A group of war veterans must defend their local VFW and an
innocent teenager from a deranged drug dealer and his minions.
Directed by Joe Begos
Written by Max Brallier and Matthew McArdle
Starring Stephen Lang, William Sadler, Fred Williamson,
Martin Kove, David Patrick Kelly, George Wendt,
Tom Williamson, Travis Hammer
As we’ve seen in films recently, nostalgia has been all the rage. Specifically, the 80's in general. Which has been awesome for the most part. But, I won’t lie in admitting in that it’s getting kind of tiring too. And if you don’t believe me: It, Stranger Things, Summer of 84, The Expendables. And I’m sure there will be more. But there are some directors who are going out of their way to not only get nostalgic but do something different with it as well. Enter Joe Begos’s newest film, VFW. A film where it doesn’t just serve as another nostalgic trip to the 80's. No, this feels and breathes like one too; with a cast ripped straight from the decade as well. Basically, this is a hell of a time at the movies.
So, I’ve already mentioned how this feels like an 80's film. But, if I were to be specific, this echoes much of John Carpenter’s filmography. Especially his more action-oriented works. Everything from the structure, characters, and score evoke that classic vibe of one of my all-time favorite directors’. The plot is simple. A person steals a drug lord’s stash and ends up in the VFW across the street. Gruesome, bloody violence ensues to get the stash back. Simple and to the point. To back this plot up is an all-star cast. Veteran actors like Stephen Lang, William Sadler, and Fred Williamson are among the few that round out this cast. I’ve grown up seeing many of these actors’ works and it was just a joy to see them here. They are clearly having a great time themselves as they deliver very committed performances. Finally, the gore. VFW delivers this aspect in spades. Heads getting blown off to limbs getting cut off are shown in grisly, gory detail. Gorehounds will be satisfied.

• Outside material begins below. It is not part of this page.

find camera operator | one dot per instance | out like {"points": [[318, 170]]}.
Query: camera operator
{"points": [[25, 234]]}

If you’re looking for something that isn’t just a simple nostalgia trip of the 80's, but feels like it comes from that beloved decade, then check out VFW. This is a gory, throwback, bombastic film. Seeing many of these actors in the same film is so much fun. The story is refreshingly simple. And the gore is absolutely satisfying. I can’t say it enough. Check this movie out. Now, it’s time for me to check out the rest of Joe Begos’s work.